Vivian Greven’s paintings confront us with new interpretations of art-historical subjects: she superimposes, mirrors, and fractures classical figures and myths, rendering them both alienated and surprisingly contemporary. Here we bring together three pieces, which await your discovery at various places throughout the exhibition.

In Psy Amo (7–9), Vivian Greven zooms in on a scene from Greek mythology. “Psy” stands for Psyche and “Amo” for Amor or Cupid. We see only the faces of Psyche and Cupid, repeated multiple times, but the decisive moment never comes: no kiss, no touch, just anticipation and suspense held in limbo. The focus on one moment in the story, and on the empty space between the figures, contrasts with the large size of the painting. The background shimmers through all the colors of the rainbow from red to violet. The artist layers, varies, repeats. The scene looks frozen in time.

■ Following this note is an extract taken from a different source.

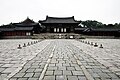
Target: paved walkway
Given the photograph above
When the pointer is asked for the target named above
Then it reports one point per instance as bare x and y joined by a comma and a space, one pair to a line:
61, 60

Greven’s paintings play with our expectations. She zooms in, fragments, disrupts the surface. And sometimes something in the picture remains hidden.

In Venus I, an almost transparent cloth covers the body, a reference to Antonio Corradini’s famous sculpture Vestal Virgin Tuccia. Here, however, instead of eroticism, a critical examination of cultural ideals of beauty takes center stage. Painterly manipulations have “wounded” the transparent cloth that covers Venus’s torso—a deconstruction of classical Venus iconography. Greven transforms the goddess from an object of desire into an encrypted, unsettling surface.

In Theresa VII, the saint’s expression remains enigmatic—she appears rapturous, but without drama or divine ecstasy. We see only an open mouth that draws us deep into the picture and almost into Teresa’s body itself. Greven reduces the image and breaks with religious iconography. We cannot classify this ecstasy. Is it spiritual or physical? She leaves the question open …

Greven’s pictures depict not classic heroes, but fragility, superficiality, and doubt. They combine art-historical viewing habits with those of the present day.

And they ask: What remains of the myth in the digital age?